EMELINE ET RUPERT

EMELINE ET RUPERT

EMELINE ET RUPERT

Emeline est une fillette de 9 ans, une gamine aux yeux pétillants de malice, une frimousse espiègle. Elle s’évade chaque jour à travers ses rêves qui l’emportent au loin, tellement loin de son univers où elle ne se sent pas heureuse.

Dans sa solitude, elle se réfugie dans les livres, et s’imagine ainsi être l’héroïne des histoires qui enchantent son quotidien.

En ce jour printanier du mois d’avril, Emeline est plongée dans un bouquin, confortablement installée sur le banc du jardin. Elle s’isole ainsi du monde extérieur et de son mal-être d’enfant mal aimée.

- « Bonjour Emeline, ton livre a l’air d’être passionnant ».

Emeline sursaute et se retourne pour voir qui vient de lui adresser la parole.

Il n’y a personne.

Elle se dit qu’elle a sans doute été victime de son imagination, et reprend tranquillement sa lecture.

- « Coucou, je suis à ta gauche, tourne la tête ».

Son étonnement est grand en croisant le regard son interlocuteur.

C’est un chien au pelage noir et blanc, dont le regard est doux et bienveillant.
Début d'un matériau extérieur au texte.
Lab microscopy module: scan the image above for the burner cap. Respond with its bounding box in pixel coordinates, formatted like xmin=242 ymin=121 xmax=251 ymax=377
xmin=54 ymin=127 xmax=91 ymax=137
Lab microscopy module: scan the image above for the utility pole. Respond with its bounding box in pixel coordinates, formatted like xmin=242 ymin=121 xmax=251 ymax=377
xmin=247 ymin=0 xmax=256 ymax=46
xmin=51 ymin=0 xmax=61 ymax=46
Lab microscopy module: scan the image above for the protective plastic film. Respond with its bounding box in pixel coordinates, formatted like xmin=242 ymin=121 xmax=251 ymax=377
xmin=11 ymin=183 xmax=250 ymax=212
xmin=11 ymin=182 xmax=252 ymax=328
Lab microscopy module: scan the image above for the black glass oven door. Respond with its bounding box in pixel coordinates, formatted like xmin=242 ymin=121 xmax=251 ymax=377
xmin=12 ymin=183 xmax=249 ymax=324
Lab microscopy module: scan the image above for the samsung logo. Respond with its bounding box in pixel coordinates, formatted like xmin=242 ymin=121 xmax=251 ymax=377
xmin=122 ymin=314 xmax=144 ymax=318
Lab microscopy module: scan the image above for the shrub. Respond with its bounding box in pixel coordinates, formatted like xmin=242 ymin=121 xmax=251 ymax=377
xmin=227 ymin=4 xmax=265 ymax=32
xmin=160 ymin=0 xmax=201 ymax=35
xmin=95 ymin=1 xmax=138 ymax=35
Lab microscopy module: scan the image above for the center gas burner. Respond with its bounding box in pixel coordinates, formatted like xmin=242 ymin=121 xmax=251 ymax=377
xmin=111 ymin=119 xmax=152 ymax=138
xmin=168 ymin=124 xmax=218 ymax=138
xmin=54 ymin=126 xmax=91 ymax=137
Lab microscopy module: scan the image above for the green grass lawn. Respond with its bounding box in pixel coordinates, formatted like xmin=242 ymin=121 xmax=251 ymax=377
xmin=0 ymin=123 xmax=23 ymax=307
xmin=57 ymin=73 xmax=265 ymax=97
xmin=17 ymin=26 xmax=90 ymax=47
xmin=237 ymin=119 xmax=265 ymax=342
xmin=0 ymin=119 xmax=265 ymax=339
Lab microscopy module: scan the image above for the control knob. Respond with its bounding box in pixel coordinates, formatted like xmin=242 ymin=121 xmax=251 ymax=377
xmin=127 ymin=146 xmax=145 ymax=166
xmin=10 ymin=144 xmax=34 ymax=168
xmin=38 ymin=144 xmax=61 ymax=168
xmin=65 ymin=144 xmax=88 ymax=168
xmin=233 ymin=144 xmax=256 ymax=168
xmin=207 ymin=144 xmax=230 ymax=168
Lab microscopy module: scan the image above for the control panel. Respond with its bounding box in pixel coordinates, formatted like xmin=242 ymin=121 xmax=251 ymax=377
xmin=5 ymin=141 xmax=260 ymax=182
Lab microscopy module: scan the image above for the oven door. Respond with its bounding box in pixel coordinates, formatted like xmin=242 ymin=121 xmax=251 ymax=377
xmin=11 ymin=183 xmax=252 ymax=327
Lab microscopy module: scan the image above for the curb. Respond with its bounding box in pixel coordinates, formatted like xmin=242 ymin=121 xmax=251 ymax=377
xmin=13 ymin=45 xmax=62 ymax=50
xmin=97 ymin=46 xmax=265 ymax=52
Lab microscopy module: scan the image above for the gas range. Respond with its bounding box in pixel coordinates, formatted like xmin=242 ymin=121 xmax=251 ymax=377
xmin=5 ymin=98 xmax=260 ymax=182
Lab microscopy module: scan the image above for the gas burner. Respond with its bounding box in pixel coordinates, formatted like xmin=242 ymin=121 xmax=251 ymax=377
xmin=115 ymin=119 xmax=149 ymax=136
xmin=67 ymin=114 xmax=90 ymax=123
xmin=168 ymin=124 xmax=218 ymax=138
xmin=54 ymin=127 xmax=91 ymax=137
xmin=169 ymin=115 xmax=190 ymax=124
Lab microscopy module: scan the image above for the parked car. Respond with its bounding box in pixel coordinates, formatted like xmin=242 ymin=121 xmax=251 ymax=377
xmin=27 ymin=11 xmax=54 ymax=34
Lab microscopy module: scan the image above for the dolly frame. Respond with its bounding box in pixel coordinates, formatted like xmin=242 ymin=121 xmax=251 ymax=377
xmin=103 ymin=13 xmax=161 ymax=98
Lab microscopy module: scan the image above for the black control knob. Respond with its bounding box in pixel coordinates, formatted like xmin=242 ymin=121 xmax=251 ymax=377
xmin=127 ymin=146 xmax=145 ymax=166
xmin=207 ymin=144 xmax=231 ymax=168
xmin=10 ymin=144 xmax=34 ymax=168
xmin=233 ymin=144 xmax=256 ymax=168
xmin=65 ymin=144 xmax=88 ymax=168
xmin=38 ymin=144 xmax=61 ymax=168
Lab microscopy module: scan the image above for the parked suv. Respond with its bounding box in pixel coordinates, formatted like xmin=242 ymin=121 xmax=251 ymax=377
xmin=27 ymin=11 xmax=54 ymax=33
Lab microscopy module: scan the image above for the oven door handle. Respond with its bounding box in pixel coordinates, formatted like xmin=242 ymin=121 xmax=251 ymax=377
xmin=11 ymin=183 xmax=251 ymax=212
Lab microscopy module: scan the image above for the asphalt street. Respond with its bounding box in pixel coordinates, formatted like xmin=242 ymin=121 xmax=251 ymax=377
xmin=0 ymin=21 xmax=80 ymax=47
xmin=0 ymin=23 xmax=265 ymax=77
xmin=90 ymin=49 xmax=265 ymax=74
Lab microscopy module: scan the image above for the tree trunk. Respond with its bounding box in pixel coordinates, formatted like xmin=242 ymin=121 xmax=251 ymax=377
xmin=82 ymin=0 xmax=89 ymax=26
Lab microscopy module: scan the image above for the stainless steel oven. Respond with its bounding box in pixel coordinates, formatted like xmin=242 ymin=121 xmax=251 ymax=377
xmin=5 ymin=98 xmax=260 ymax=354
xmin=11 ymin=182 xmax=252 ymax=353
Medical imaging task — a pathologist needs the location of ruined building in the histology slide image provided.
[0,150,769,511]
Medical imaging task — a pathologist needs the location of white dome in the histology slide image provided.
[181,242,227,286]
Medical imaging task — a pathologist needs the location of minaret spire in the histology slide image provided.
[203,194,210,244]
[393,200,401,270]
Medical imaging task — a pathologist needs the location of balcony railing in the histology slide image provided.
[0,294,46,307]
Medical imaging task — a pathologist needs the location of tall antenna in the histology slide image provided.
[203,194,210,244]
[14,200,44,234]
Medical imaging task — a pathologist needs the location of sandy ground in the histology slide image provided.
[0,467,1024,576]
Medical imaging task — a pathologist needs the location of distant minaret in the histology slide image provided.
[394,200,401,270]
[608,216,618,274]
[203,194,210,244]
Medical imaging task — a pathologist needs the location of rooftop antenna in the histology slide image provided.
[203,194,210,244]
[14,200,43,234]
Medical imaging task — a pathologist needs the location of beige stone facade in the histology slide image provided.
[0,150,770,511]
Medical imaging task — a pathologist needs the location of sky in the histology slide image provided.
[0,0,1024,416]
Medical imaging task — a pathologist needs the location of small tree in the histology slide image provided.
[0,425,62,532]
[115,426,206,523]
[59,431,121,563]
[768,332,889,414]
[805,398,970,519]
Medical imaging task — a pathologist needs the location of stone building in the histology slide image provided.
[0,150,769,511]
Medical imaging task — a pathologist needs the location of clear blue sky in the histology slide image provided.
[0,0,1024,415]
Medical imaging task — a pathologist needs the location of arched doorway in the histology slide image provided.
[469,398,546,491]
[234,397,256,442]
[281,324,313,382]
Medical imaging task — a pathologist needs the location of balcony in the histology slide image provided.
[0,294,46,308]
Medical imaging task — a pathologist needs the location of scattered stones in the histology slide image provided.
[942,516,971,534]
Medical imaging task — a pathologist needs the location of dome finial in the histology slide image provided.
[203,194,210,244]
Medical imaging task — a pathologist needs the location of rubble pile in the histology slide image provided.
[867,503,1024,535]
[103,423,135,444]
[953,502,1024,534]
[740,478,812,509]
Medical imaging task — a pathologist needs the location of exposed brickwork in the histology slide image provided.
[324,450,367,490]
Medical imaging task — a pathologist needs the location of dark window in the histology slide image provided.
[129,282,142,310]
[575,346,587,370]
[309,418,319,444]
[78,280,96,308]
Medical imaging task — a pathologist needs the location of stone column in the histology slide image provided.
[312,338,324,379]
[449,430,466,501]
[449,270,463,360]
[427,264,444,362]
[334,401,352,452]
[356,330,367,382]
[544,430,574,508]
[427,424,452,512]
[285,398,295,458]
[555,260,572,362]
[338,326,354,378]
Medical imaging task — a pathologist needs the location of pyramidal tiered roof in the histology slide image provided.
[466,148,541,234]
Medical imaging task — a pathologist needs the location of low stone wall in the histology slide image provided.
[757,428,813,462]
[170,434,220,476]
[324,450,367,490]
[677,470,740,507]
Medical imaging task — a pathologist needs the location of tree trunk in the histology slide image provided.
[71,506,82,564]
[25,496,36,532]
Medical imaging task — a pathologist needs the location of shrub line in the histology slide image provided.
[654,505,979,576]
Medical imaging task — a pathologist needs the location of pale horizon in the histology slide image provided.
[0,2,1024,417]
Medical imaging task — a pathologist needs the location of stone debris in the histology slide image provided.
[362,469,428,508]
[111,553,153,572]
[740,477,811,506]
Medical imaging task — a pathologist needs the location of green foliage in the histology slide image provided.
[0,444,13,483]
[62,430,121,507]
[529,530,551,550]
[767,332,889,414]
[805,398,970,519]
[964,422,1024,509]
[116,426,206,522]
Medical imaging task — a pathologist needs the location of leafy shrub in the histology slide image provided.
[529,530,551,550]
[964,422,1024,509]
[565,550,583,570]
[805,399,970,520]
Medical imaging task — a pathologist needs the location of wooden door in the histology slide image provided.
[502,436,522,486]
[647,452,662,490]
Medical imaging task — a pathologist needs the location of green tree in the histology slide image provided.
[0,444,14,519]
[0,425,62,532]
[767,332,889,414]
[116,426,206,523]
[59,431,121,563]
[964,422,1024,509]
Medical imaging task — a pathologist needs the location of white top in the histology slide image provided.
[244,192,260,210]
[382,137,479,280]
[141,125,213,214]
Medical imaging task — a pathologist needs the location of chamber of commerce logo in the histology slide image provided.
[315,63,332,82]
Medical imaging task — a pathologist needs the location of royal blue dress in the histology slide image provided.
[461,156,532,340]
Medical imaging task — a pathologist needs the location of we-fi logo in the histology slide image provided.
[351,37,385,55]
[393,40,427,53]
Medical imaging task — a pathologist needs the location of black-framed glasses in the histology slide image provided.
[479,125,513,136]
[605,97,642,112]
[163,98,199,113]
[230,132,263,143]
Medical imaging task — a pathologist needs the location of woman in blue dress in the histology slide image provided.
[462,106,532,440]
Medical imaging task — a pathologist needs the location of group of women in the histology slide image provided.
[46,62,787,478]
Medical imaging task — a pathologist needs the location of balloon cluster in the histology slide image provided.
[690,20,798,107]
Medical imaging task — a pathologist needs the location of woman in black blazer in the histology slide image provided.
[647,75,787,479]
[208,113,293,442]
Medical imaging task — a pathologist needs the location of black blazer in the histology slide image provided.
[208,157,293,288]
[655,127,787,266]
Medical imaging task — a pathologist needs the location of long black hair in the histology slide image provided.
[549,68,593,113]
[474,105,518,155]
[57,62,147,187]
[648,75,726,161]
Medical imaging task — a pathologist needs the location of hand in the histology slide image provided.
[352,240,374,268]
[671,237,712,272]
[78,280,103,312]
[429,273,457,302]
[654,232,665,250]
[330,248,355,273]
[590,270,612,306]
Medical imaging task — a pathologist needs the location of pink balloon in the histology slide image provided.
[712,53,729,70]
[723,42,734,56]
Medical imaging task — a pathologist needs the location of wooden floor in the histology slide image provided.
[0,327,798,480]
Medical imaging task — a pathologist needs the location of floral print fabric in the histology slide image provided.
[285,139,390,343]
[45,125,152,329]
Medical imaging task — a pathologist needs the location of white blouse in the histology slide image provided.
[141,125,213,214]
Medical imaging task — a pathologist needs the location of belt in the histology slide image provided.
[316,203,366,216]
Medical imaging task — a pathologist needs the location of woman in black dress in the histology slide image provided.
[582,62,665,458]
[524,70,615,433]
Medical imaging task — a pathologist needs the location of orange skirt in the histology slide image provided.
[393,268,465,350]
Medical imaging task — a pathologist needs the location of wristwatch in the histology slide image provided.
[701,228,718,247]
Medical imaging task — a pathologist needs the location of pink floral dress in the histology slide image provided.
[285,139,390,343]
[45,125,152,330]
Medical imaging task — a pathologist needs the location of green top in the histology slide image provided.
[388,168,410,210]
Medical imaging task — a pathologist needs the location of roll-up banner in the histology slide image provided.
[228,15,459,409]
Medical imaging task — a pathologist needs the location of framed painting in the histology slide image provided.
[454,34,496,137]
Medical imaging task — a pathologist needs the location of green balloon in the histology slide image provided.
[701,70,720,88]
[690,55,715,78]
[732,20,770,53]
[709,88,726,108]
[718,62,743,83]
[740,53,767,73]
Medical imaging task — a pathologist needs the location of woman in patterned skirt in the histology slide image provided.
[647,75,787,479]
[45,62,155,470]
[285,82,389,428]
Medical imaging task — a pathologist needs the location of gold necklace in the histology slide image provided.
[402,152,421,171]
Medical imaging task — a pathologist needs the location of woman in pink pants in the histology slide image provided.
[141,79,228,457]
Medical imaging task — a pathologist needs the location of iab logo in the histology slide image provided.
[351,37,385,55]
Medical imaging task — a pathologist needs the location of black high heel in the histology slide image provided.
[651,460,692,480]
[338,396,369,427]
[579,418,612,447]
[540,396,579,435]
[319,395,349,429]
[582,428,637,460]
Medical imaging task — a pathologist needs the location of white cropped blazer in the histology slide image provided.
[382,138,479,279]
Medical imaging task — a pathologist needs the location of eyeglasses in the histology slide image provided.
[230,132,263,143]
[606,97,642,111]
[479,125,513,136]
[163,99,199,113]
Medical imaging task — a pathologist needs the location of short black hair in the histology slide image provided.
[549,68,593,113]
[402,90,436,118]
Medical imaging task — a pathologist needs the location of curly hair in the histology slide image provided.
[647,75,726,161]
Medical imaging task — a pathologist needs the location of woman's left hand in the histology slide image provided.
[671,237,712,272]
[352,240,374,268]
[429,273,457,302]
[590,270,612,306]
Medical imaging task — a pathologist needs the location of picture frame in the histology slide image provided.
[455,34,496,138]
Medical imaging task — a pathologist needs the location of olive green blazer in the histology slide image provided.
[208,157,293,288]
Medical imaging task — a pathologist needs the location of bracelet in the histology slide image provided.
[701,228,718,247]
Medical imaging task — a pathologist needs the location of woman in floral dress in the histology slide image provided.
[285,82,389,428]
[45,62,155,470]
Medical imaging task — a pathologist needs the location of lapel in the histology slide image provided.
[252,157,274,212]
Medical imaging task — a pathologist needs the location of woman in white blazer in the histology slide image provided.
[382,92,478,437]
Le « toutou » l’observe quelques instants, silencieux, puis il reprend :

- « Non, tu ne rêves pas. Je suis effectivement un border-collie, un joli border-collie, tu ne trouves pas ? » rajoute-t-il d’un air taquin. « Mon nom est Rupert et je suis venue à ta rencontre pour t’emmener avec moi dans un royaume magique, un monde fantastique où les animaux parlent et vivent ensemble en bonne harmonie en se comprenant mutuellement ».

Emeline n’est pas surprise par ce dialogue improbable avec un chien. Elle est dans l’âge où le merveilleux n’est pas une utopie.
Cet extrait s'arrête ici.